# (a) Obtain the de Broglie wavelength of a neutron of kinetic energy 150 eV.

Question:

(a) Obtain the de Broglie wavelength of a neutron of kinetic energy 150 eV. As you have seen in Exercise 11.31, an electron beam of this energy is suitable for crystal diffraction experiments. Would a neutron beam of the same energy be equally suitable? Explain. (mn= 1.675 × 10−27 kg)

(b) Obtain the de Broglie wavelength associated with thermal neutrons at room temperature (27 ºC). Hence explain why a fast neutron beam needs to be thermalised with the environment before it can be used for neutron diffraction experiments.

Solution:

(a) De Broglie wavelength $=2.327 \times 10^{-12} \mathrm{~m}$; neutron is not suitable for the diffraction experiment Kinetic energy of the neutron, $K=150 \mathrm{eV}$

= 150 × 1.6 × 10−19

= 2.4 × 10−17 J

Mass of a neutron, mn = 1.675 × 10−27 kg

The kinetic energy of the neutron is given by the relation:

$K=\frac{1}{2} m_{n} v^{2}$

$m_{n} v=\sqrt{2 K m_{n}}$

Where,

= Velocity of the neutron

mnv = Momentum of the neutron

De-Broglie wavelength of the neutron is given as:

$\lambda=\frac{h}{m_{n} v}=\frac{h}{\sqrt{2 K m_{n}}}$

It is clear that wavelength is inversely proportional to the square root of mass.

Hence, wavelength decreases with increase in mass and vice versa.

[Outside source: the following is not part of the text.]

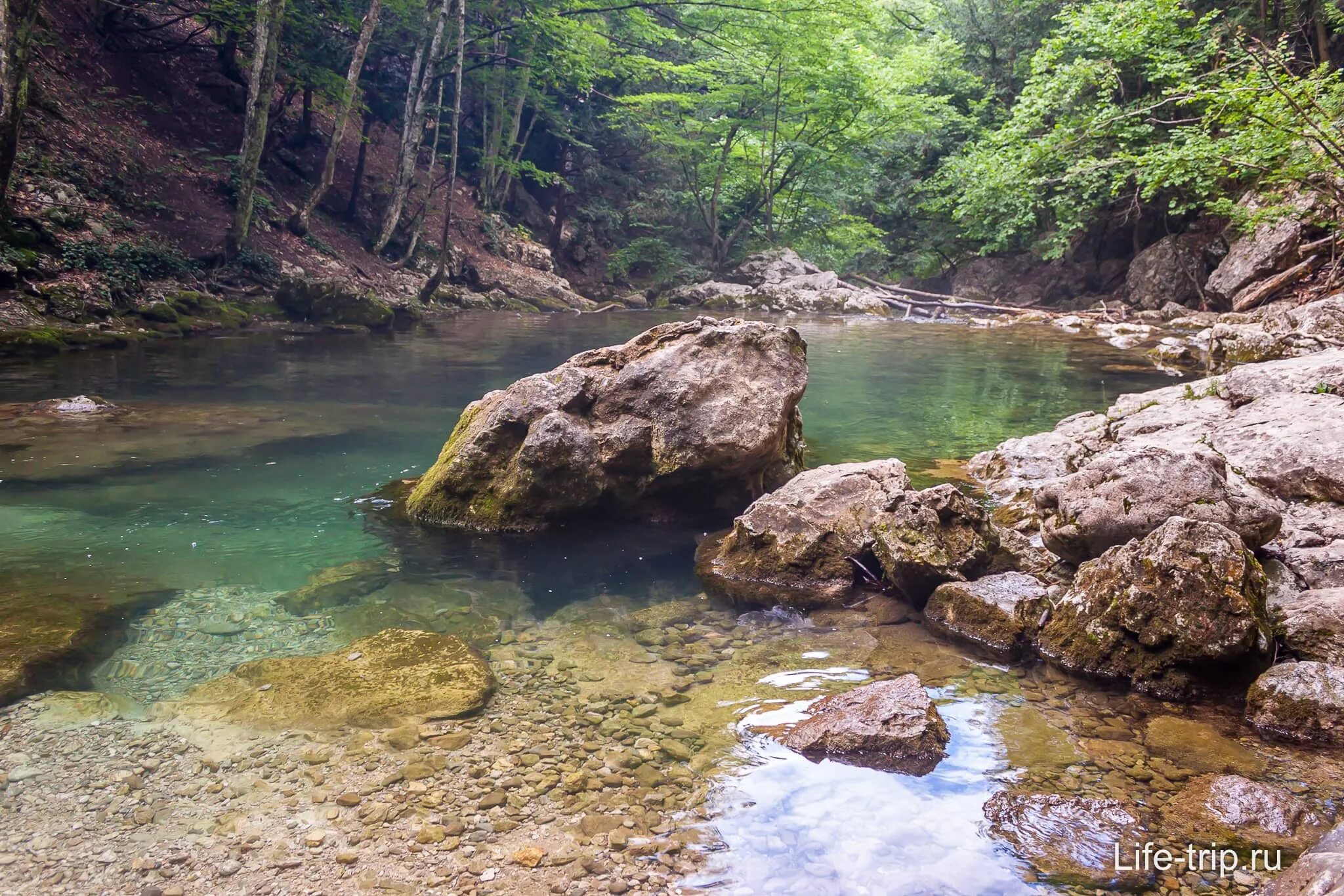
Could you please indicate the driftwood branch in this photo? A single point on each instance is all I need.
(1263, 291)
(937, 300)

$\therefore \lambda=\frac{6.6 \times 10^{-34}}{\sqrt{2 \times 2.4 \times 10^{-17} \times 1.675 \times 10^{-27}}}$

$=2.327 \times 10^{-12} \mathrm{~m}$

It is given in the previous problem that the inter-atomic spacing of a crystal is about 1 Å, i.e., 10−10 m. Hence, the inter-atomic spacing is about a hundred times greater. Hence, a neutron beam of energy
150 eV is not suitable for diffraction experiments.

(b) De Broglie wavelength $=1.447 \times 10^{-10} \mathrm{~m}$

Room temperature, T = 27°C = 27 + 273 = 300 K

The average kinetic energy of the neutron is given as:

$E=\frac{3}{2} k T$

Where,

k = Boltzmann constant = 1.38 × 10−23 J mol−1 K−1

The wavelength of the neutron is given as:

$\lambda=\frac{h}{\sqrt{2 m_{n} E}}=\frac{h}{\sqrt{3 m_{n} k T}}$

$=1.447 \times 10^{-10} \mathrm{~m}$

This wavelength is comparable to the inter-atomic spacing of a crystal. Hence, the high-energy neutron beam should first be thermalised, before using it for diffraction.